Born of the massive Dodd-Frank Wall Street Reform Act, signed into law a year ago, the Consumer Financial Protection Bureau (CFPB) officially opened last week, it’s plate full and future clouded by attempts to dilute the agency’s power.
Without a director or full staff, the agency created to protect consumers when they sign up for a mortgage, credit card or other financial product, has already laid a strong foundation, a foundation a gang of bankers and Republicans are anxious to undercut.
Dissident Republicans already won the first battle, politically strong-arming the White House into choosing CFPB’s creator and champion, Elizabeth Warren, not as it’s director, but as a temporary, interim director, Special Advisor to the Secretary of the Treasury on the CFPB.
With a record of being one of the nation’s toughest consumer advocates, Warren would have been the best and bravest choice. Unfortunately, President Obama bowed to pressure and nominated Former Ohio attorney general Richard Cordray to run the agency and appease Republicans who threatened to block Warren’s nomination and shackle CFPB’s progress.
With the CFPB up and running, its Consumer Response Center is accepting credit card complaints on its website, ConsumerFinance.gov. Struggling homeowners can also get referrals to housing counselors via the Homeowners HOPE Hotline.
The nation’s first 21st-century consumer protection agency, the CFPB is the first new government agency embedded in social networking, using Facebook, Twitter stream, Flickr and YouTube to get the word in and out.
Over the coming months, the agency will expand its Consumer Response Center to handle complaints about other consumer financial products and services under its jurisdiction. The agency is also contacting large banks to put them on notice to follow the rule of consumer law, to let them know how the agency will supervise them and how it will enforce federal consumer financial laws.
“Above all, this means ensuring that consumers get the information they need to make the financial decisions they believe are best for themselves and their families — that prices are clear up front, that risks are visible, and that nothing is buried in fine print. In a market that works, consumers should be able to make direct comparisons among products and no provider should be able to build, or feel pressure to build, a business model around unfair, deceptive, or abusive practices,” wrote Warren on the bureau’s blog.
The CFPB’s role is three fold:
• Educate consumers to give them a first line of defense against abusive practices.
• Enforce federal consumer financial laws and supervise banks, credit unions, and other financial companies.
• Examine gathered and analyzed data to better understand consumers, financial services and consumer financial markets.
CFPB reveals some of the agency’s initial efforts in “Building the CFPB: A Progress Report.”

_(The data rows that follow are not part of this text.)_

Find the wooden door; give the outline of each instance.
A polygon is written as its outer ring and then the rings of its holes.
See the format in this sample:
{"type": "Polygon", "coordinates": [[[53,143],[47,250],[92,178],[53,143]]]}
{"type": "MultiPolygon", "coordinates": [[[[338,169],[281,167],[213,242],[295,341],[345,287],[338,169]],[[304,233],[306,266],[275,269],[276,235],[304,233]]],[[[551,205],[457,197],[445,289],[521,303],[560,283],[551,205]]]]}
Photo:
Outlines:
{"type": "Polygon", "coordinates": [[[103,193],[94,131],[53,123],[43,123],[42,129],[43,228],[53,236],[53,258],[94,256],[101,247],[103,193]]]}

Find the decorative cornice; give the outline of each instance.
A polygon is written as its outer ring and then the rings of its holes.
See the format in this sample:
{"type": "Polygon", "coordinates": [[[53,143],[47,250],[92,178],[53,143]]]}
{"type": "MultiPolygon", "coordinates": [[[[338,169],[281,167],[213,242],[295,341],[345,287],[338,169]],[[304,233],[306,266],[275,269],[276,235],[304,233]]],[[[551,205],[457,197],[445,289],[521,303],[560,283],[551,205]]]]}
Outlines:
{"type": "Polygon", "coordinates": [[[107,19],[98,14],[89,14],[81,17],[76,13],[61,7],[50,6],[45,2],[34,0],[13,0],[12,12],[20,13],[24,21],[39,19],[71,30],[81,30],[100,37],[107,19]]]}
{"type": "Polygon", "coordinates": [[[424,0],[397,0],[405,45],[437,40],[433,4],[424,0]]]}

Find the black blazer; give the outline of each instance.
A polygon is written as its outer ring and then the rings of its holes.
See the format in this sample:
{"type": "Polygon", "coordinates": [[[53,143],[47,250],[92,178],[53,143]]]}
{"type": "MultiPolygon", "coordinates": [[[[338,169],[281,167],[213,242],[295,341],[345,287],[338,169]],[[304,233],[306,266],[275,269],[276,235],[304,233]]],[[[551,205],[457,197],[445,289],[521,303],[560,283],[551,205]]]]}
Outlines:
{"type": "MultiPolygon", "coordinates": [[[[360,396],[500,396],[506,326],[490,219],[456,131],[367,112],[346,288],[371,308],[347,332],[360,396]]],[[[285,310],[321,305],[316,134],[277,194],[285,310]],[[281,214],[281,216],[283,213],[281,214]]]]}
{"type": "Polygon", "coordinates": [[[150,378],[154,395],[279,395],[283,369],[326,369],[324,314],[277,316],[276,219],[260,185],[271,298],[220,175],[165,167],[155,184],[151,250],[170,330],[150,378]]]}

• The “Know Before You Owe Project” is a process for combining the complex and duplicative Truth in Lending Act and Good Faith Estimate mortgage disclosure forms into a single, useable form.
• CFPB has issued two new studies, the first study examines the variations between the credit scores creditors use and the scores sold to consumers by credit reporting agencies. The second report focuses on how a consumers remittance history could be used to enhance his or her credit score.
Much more is in store, including:
• Rules to implement the Privacy Act and the Freedom of Information Act, in order to establish a process for anyone who wants testimony or records from the CFPB for use in litigation. Also included are confidentiality rules, describing how the CFPB will treat information it obtains.
• Rules similar to those issued by the Federal Trade Commission and Securities and Exchange Commission that outline how CFPB will conduct investigations of federal consumer financial law violations.
• Rules stating procedures state officials should use to notify the CFPB of state actions or enforcement proceedings.